Figure 10. Average GB battery revenues from Dec-22 to Nov-23 verses a maximum performing asset in the market. Source data: LCP.

7. Reaching net zero depends on low carbon technologies’ ability to compete

Several support mechanisms are still in place for fossil fuelled assets: last year’s Energy Security Strategy references continued support for domestic oil and gas production and the Capacity Market (CM) has already procured approximately 7 GW of carbon intensive assets beyond 2035, the date set by the government for a net zero electricity system. Whilst this ensures security of supply, it highlights that the CM relies on fossil fuel firm capacity because there aren’t sufficient clean dispatchable options.

Allowing carbon intensive generation continued access to support risks hindering low carbon technologies’ ability to compete successfully. Furthermore, it’s ultimately the consumer who funds this support and this is likely to remain high (Fig. 11) because new build capacity has a high probability of setting the price given the existing volume is usually lower than procurement targets.

Additionally, UK ETS prices are now trading over 50% lower than the carbon price in the EU. This is due to an increase in allowances and a decrease in demand[4]. Earlier this year, the Government signalled a boost to allowance supply by 53.5mn tonnes between 2024–2027, the equivalent to half a year’s worth of UK emissions covered by the scheme. Tightening the UK ETS auction parameters could send investors the right investment signal.

Figure 11. CM costs for consumers by delivery year. Source data: EMR delivery body. The light purple represents potential T-1 auction costs assuming an average of the last three volumes and prices.

Conclusion

It is well recognised that BESS will have a significant role in a future decarbonised GB electricity system. The increasing demand from electrification of heat and transport, and growth in intermittent renewable capacity, will mean that the fundamental requirement for low carbon flexibility will continue to grow.
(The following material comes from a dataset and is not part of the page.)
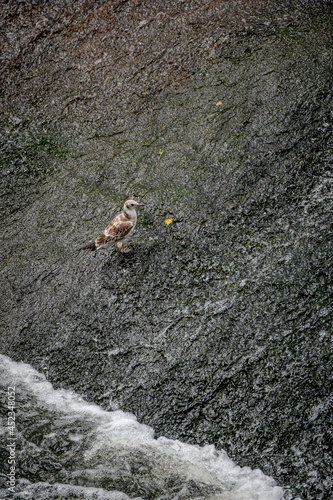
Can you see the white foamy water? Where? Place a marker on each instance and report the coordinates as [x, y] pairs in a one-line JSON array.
[[117, 447]]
In the short term, the growing penetration of intermittent generation has already increased the need for flexibility. For BESS, this has highlighted the importance of technology and cross market optimisation. Asset owners will need to ensure they select the right optimiser to manage their assets, and investors will need to select the right locations as the BM becomes a more crucial part of the revenue stack.
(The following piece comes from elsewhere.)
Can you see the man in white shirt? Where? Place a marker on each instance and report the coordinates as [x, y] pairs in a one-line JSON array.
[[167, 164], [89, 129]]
By 2030 the UK energy system will be very different from today. Coal will have retired, 6 GW of nuclear will have been decommissioned and 7 GW of ageing CCGTs will retire — a total loss of just under 20 GW or 50% of average electricity demand. Whilst renewable energy will continue to grow, it is unlikely we will reach the government’s targets for offshore wind. Therefore, we need to ensure that revenue streams are in place to accelerate clean dispatchable baseload generation deployment and support short duration demand side flexibility.

[1] From Jan 1st — Nov 30th 2023.

[2] In 2016, Enhanced Frequency Response led to the build out of 400MW of BESS, with an average duration of 30 minutes. 2018, NGESO launched DFFR, contracted over multi year timeframes and leading to assets with 0.5–1hr to be developed.

[3] Stringent technical operational and performance monitoring requirements for DC, DR, DM mean that failing to deliver the service results in loss of revenue.

[4] July brought lower than usual levels of electricity demand, due to mild weather conditions and higher than usual renewable generation, leading to less use of coal and gas.